Eine "Blamage" für Deutschland ist darüber hinaus, den Afghanen die versprochene Demokratie und Stabilität nicht gebracht zu haben - obwohl man doch 20 Jahre Zeit hatte und viel Geld investierte. So fällt der Politik ihre steile Ansage zu Beginn des Einsatzes auf die Füße: Die Bundeswehr würde nicht nur den Amis bei einem gerechten Krieg helfen, sondern auch dem Land Demokratie und damit verbundenen Wohlstand bringen. Man kann das "Selbstbetrug" nennen, wie es verständnisvoll Leitmedien formulieren (vgl. Stefan Kornelius: Der Selbstbetrug, in: Süddeutsche Zeitung, 21. August 2021). Man kann es auch einfach als eine dreiste Behauptung bezeichnen - denn der Kriegszweck war der Aufstieg Afghanistans von der Dritten in die Zweite oder gar Erste Welt nicht.

Mit ihrer Sorte "Nation Building" verbrämte Deutschland den schnöden Job als US-Hilfstruppe zu einem enorm wichtigen Beitrag, der sogar über den kurzsichtigen Kriegszweck der Terrorbekämpfung hinausging. Tatsächlich konzentrierten sich die deutschen Soldaten zunächst auf den Aufbau zerstörter Infrastruktur in dem ihr zugewiesenen Reservat. Eine für ein funktionierendes Staatswesen notwendige Ökonomie entstand jedoch nicht. Wie auch? Seit wann ist es der Job von Soldaten, Unternehmen zu gründen, zu leiten und auch noch national und international zum Erfolg zu führen? Absurd, klar.

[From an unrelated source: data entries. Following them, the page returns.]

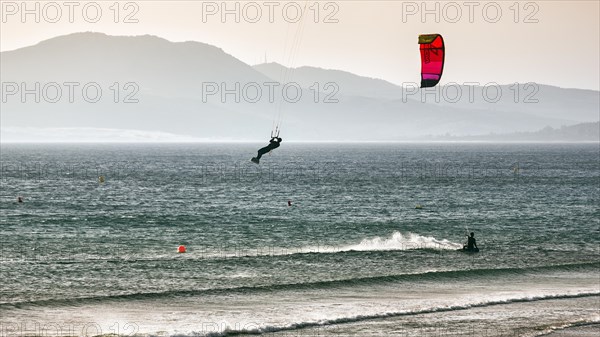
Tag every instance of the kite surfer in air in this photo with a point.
(471, 243)
(273, 144)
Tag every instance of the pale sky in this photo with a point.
(551, 42)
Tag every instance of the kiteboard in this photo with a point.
(467, 250)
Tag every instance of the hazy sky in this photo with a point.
(551, 42)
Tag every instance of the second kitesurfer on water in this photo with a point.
(273, 144)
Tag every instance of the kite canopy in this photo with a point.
(432, 59)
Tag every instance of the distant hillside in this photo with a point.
(171, 78)
(574, 133)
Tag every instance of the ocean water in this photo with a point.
(352, 256)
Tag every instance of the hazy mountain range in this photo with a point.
(169, 80)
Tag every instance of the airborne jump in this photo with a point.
(273, 144)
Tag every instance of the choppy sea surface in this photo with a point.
(368, 246)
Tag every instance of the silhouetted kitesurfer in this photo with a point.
(273, 144)
(471, 243)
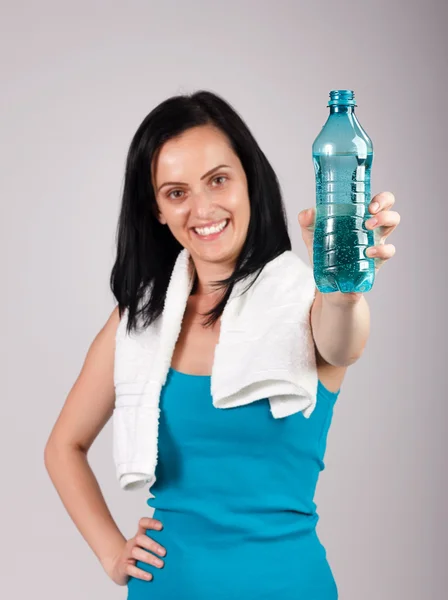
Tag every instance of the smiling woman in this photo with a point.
(235, 514)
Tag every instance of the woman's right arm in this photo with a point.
(88, 407)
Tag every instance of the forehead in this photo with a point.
(193, 153)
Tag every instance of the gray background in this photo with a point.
(77, 78)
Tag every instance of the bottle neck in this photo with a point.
(347, 110)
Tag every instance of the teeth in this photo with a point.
(209, 230)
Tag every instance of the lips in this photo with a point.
(211, 236)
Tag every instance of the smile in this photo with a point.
(211, 233)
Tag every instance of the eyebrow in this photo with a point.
(203, 177)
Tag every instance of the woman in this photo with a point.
(196, 179)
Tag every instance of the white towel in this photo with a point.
(265, 350)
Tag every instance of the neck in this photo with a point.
(207, 273)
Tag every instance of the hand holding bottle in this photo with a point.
(386, 222)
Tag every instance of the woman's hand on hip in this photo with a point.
(140, 547)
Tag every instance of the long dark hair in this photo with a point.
(147, 250)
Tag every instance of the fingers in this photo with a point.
(383, 251)
(387, 218)
(149, 523)
(146, 542)
(384, 200)
(145, 548)
(145, 556)
(134, 571)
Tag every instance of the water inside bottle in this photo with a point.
(340, 236)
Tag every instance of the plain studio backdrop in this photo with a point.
(77, 78)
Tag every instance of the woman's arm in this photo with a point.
(87, 409)
(341, 326)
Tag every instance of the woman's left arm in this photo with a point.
(341, 322)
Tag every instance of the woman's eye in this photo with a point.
(170, 195)
(220, 177)
(173, 192)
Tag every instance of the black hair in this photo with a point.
(147, 250)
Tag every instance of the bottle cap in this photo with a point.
(342, 98)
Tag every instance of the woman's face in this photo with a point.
(199, 181)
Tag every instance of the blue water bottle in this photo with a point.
(342, 157)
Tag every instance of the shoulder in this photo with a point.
(290, 277)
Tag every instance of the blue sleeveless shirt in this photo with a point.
(234, 492)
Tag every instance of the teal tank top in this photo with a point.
(234, 492)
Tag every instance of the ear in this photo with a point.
(158, 215)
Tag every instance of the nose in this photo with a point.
(201, 204)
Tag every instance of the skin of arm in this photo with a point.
(88, 407)
(341, 326)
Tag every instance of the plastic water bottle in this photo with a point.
(342, 157)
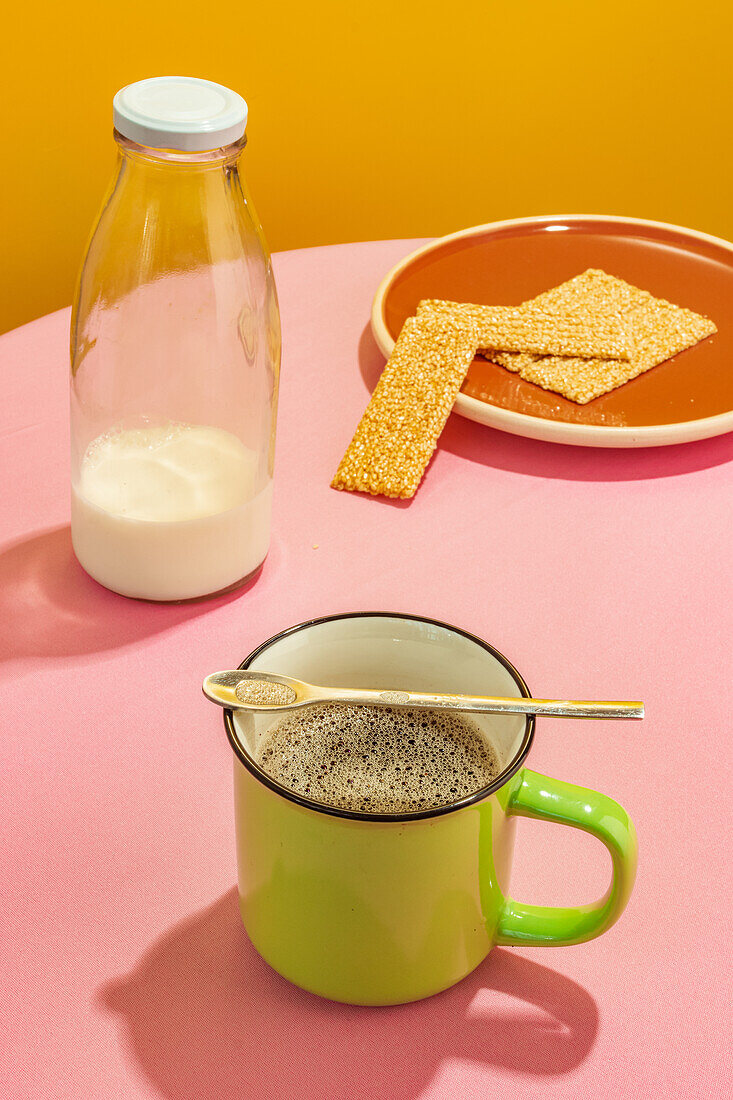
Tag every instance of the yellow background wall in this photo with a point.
(382, 119)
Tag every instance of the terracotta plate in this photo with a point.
(506, 262)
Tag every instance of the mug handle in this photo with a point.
(537, 795)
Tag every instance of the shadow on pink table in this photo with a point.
(203, 1015)
(488, 447)
(51, 607)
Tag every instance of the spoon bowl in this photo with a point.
(238, 690)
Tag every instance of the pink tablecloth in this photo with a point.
(600, 574)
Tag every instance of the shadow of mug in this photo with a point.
(204, 1015)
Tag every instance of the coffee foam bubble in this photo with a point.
(378, 759)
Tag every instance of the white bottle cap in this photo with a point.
(179, 112)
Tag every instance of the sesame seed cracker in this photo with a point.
(400, 428)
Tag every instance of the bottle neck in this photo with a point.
(165, 158)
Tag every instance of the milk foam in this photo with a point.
(378, 759)
(170, 513)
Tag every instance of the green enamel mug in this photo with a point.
(384, 909)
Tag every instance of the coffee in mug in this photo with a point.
(379, 759)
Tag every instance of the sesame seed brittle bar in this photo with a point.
(538, 329)
(397, 433)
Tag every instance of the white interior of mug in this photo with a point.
(391, 652)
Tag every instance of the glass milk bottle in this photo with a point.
(175, 355)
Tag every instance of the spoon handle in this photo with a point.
(553, 707)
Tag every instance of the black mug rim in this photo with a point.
(299, 800)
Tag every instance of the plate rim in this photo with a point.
(558, 431)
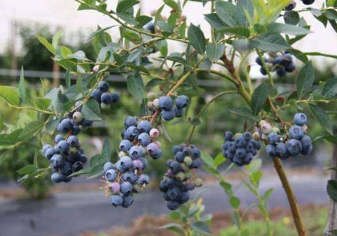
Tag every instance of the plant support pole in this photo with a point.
(332, 215)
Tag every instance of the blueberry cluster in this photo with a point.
(241, 148)
(125, 177)
(297, 142)
(103, 97)
(281, 64)
(169, 108)
(177, 181)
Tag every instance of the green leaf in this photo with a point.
(22, 87)
(46, 44)
(136, 86)
(322, 117)
(215, 51)
(330, 88)
(305, 79)
(91, 111)
(259, 98)
(197, 38)
(106, 151)
(245, 112)
(201, 227)
(10, 94)
(270, 43)
(235, 202)
(332, 189)
(287, 29)
(227, 13)
(29, 169)
(30, 130)
(124, 5)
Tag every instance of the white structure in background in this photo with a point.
(63, 13)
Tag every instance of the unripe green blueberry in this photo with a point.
(180, 176)
(77, 117)
(105, 106)
(188, 161)
(266, 128)
(154, 133)
(198, 182)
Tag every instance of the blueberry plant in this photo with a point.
(265, 30)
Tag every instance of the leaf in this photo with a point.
(22, 87)
(29, 169)
(245, 112)
(106, 151)
(305, 79)
(46, 44)
(227, 13)
(270, 43)
(330, 88)
(136, 86)
(30, 130)
(235, 202)
(322, 117)
(201, 227)
(332, 189)
(215, 51)
(259, 98)
(10, 94)
(91, 110)
(197, 38)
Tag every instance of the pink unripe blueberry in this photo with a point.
(154, 133)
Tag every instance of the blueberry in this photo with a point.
(172, 205)
(67, 169)
(72, 141)
(103, 86)
(57, 161)
(240, 142)
(96, 94)
(130, 121)
(296, 132)
(135, 152)
(106, 98)
(126, 188)
(181, 101)
(273, 138)
(143, 179)
(144, 139)
(165, 103)
(58, 138)
(271, 150)
(77, 166)
(228, 136)
(50, 153)
(126, 162)
(63, 147)
(125, 145)
(281, 71)
(300, 119)
(66, 125)
(116, 200)
(57, 177)
(127, 201)
(115, 97)
(240, 152)
(111, 175)
(294, 147)
(130, 177)
(168, 115)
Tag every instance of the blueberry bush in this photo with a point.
(162, 80)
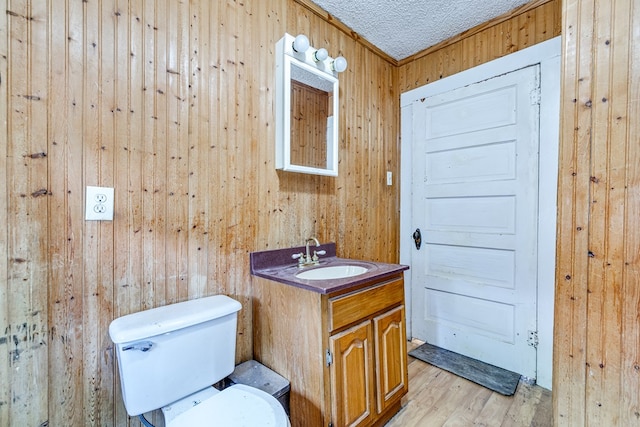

Von einschlägigen deutschen Wirtschaftsexperten war in Afghanistan ebensowenig zu sehen wie vom doch sonst so investitionsfreudigen hiesigen Kapital. Welche lohnenden Geschäfte sollten auch für deutsche Unternehmen in einem zerstörten Bürgerkriegsstaat winken? Selbst für die klassische Ausbeutung als Billiglohnland fehlten die Voraussetzungen. Aber das stand ohnehin nie zur Debatte. Weil "wir" doch die "Guten" sind, mit all unseren "Werten" und sympathischen Schützenpanzern, durfte der Einsatz am Hindukusch nicht nur einfach einem Kriegszweck dienen. Vielmehr war er eine "Mission".

Da macht es sich nicht allzu gut, wenn der Export des doch so guten Regierungs- und Wirtschaftssystems keine Früchte trägt. Und die Adressaten mehrheitlich gar keinen Gefallen daran finden, sondern ihre von den "Guten" spendierten Waffen widerstandslos den "Bösen" übergeben. Gründlich ausgebildet und ausgerüstet von den westlichen Besatzern waren zwar die Streitkräfte der afghanischen Marionetten-Regierung. Mehrheitlich überzeugt davon, für die richtige Seite zu kämpfen, aber offenbar nicht.

Deutschland hat "versagt" - einer maßgeblichen Weltmacht unwürdig

Wenn dann noch hinzukommt, dass man den von den Amis erzwungenen Rückzug nicht richtig organisiert, ist die "Blamage" perfekt. Noch nicht einmal konnten die Deutschen den Flughafen in Kabul für die Evakuierung sichern. Das vermochten nur die US-Streitkräfte. Armin Laschet regt das auf: "Warum sind wir als Europäer dazu nicht in der Lage? Es muss eine Lehre sein, international - nicht in der ganzen Welt - bei bestimmten Einsätzen als Europäer handlungsfähig zu sein." (Bild TV, 22. August 2021) Da ist sie wieder, die Sehnsucht nach einer eigenständigen Gewalt - die zuschlagen kann ganz ohne die USA.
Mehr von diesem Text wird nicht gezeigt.